Витгенштейн был не только логиком, но еще и патриотом и пацифистом. Он придерживался очень высокого мнения о русских, с которыми братался на фронте. Он рассказывал, как однажды в галицийской деревушке от нечего делать набрел на книжную лавку, а в ней была одна-единственная книга — размышления Толстого о Евангелии. Он купил ее, прочел, и она оказала на него глубокое действие. На какое-то время он сделался весьма религиозным, ему даже казалось недостойным общаться со мной. Чтобы заработать на жизнь, Витгенштейн уехал учительствовать в начальной школе в австрийской деревне Траттенбах. Он, бывало, писал мне оттуда: «Жители Траттенбаха безнравственны». Я отвечал: «Все люди безнравственны». В ответ он писал: «Это правда, но жители Траттенбаха безнравственны более других». Я отвечал, что такое заявление противно логике. Но у него было оправдание: крестьяне отказывались снабжать его молоком, считая, что арифметика, которой он учит их детей, не имеет никакого отношения к деньгам и материальным расчетам. Он, должно быть, страдал от голода и лишений, но из его уст почти никогда не срывалось ни слова жалобы, он обладал дьявольской гордыней. Его сестре пришла в голову удачная мысль начать строительство дома и нанять его в качестве архитектора. Это обеспечило ему несколько лет безбедного существования, а потом он поступил преподавателем в Кембридж, где сын Клайва Белла[19]

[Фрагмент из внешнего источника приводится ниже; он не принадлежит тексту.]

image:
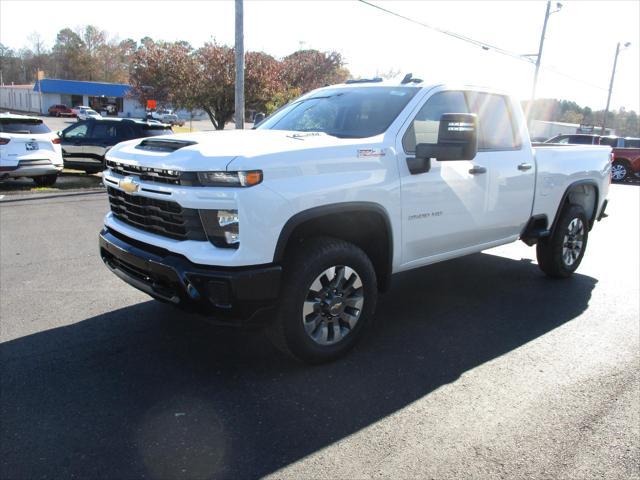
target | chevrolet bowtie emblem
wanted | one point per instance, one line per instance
(128, 185)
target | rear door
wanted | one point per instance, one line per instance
(74, 140)
(26, 139)
(103, 136)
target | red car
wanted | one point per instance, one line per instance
(60, 111)
(626, 152)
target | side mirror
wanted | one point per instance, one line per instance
(457, 140)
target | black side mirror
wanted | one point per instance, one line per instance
(457, 140)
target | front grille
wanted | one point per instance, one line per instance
(161, 217)
(147, 174)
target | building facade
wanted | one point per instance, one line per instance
(108, 99)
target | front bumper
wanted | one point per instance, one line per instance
(31, 168)
(239, 296)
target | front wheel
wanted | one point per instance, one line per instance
(328, 298)
(560, 254)
(619, 171)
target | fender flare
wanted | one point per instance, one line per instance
(324, 210)
(565, 195)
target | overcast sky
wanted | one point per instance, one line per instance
(580, 41)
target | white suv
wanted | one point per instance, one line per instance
(28, 148)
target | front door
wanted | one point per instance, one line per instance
(462, 206)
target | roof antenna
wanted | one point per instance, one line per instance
(407, 78)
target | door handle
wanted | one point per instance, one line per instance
(475, 170)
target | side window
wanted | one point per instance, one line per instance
(103, 130)
(425, 126)
(494, 121)
(124, 131)
(79, 131)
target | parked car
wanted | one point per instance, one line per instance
(87, 113)
(626, 152)
(302, 221)
(28, 148)
(76, 109)
(85, 143)
(576, 139)
(172, 119)
(60, 111)
(165, 115)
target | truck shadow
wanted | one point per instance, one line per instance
(147, 391)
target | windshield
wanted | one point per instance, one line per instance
(14, 125)
(357, 112)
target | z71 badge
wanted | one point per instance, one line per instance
(371, 152)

сочинял на него эпиграммы. Он не умел общаться с людьми. Уайтхед так описывал первый визит к нему Витгенштейна: его проводили в гостиную, где семья пила чай; не заметив присутствия миссис Уайтхед, он некоторое время молча шагал из угла в угол, а потом его как прорвало: «Пропозиция имеет два полюса. Это a и b». «Я, — рассказывал Уайтхед, — естественно, спросил, что такое а и b, но осекся, поняв, что сказал глупость. „А и b не определяются“, — громовым голосом возгласил Витгенштейн».Как у всех великих людей, у него были свои слабости. В 1922 году, в самый разгар его мистического вдохновения, когда он со всей серьезностью уверял меня, что лучше быть добрым, нежели умным, выяснилось, что он до ужаса боится ос и клопов и не может из-за них остаться на еще одну ночь в гостинице, которую мы сняли в Инсбруке. После путешествия по России и Китаю я приобрел иммунитет против такого рода неудобств, но в данном случае все доводы были бессильны. Если не считать этих маленьких фобий, он был личностью совершенно необыкновенной.

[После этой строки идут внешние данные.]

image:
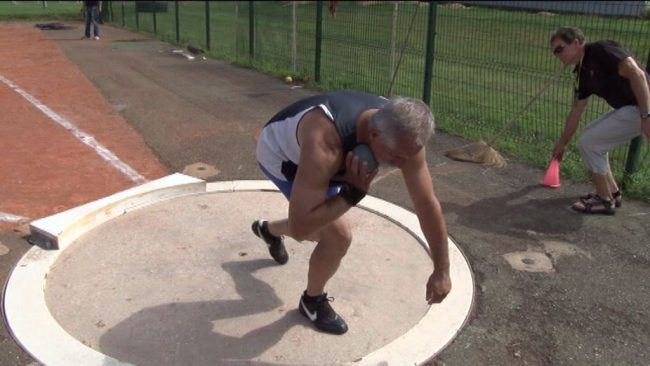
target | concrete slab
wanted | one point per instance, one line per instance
(184, 281)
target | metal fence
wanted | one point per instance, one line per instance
(476, 64)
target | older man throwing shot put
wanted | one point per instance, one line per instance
(306, 150)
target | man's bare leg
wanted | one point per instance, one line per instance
(334, 241)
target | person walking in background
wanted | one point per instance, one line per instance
(91, 11)
(608, 70)
(305, 150)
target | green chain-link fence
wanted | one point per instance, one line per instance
(477, 65)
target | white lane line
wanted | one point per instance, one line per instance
(11, 218)
(82, 136)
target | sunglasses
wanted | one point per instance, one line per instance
(557, 50)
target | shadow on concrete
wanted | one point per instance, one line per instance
(519, 214)
(186, 334)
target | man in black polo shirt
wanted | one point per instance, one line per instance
(605, 69)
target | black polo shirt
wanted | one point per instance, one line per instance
(598, 74)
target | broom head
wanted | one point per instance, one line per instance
(477, 152)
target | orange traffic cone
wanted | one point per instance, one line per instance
(552, 177)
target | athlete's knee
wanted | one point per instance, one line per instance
(338, 236)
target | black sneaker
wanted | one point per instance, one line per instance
(275, 243)
(318, 310)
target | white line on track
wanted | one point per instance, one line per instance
(82, 136)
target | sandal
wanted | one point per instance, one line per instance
(618, 198)
(594, 205)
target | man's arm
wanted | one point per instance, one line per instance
(570, 127)
(432, 222)
(321, 156)
(629, 69)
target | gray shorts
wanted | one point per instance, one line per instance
(602, 135)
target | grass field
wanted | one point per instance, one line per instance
(488, 63)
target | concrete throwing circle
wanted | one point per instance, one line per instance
(184, 281)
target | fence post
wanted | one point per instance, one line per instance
(178, 33)
(634, 151)
(319, 39)
(251, 30)
(207, 24)
(428, 62)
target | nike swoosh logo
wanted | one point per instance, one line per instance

Почти весь 1920 год я провел в поездках. На Пасху меня пригласили с лекциями в Барселону, в Каталонский университет. Из Барселоны я поехал на Майорку, где остановился в гостинице Соллера. Старый хозяин гостиницы (единственной в этой местности) объявил, что поскольку он вдовец, то готовить еду не сможет, зато мне позволяется в любое время срывать в саду апельсины. Он сказал это с таким величественным видом, что мне ничего не оставалось, как выразить глубочайшую признательность. На Майорке у меня началась великая распря с Дорой, не прекращавшаяся много месяцев на всех широтах и долготах.

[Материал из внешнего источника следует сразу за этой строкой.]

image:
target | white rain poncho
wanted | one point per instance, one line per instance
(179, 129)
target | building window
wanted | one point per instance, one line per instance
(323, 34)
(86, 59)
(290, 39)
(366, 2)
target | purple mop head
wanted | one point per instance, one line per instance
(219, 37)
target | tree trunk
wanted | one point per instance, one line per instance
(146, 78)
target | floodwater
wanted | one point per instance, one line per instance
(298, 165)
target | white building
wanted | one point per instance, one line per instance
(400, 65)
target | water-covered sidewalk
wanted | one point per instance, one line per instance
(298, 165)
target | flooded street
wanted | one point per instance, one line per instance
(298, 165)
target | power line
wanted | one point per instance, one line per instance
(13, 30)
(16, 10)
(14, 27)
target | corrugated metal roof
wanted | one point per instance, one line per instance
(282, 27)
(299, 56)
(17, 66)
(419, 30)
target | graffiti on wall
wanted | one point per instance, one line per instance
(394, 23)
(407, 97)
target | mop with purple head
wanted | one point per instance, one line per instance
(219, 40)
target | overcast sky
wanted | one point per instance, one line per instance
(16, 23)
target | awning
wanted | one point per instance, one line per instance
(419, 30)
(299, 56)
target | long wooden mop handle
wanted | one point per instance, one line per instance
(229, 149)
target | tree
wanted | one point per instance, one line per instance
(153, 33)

Я планировал отправиться в Россию, и Дора собиралась ехать со мной. На мой взгляд, ехать ей туда смысла не было, поскольку она не проявляла особого интереса к политике, тем более что поездка могла оказаться довольно рискованной из-за свирепствовавшего в стране тифа. Но мы оба были неуступчивы, и компромисс был недостижим. До сих пор считаю, что прав был я, а она думает, что права была она.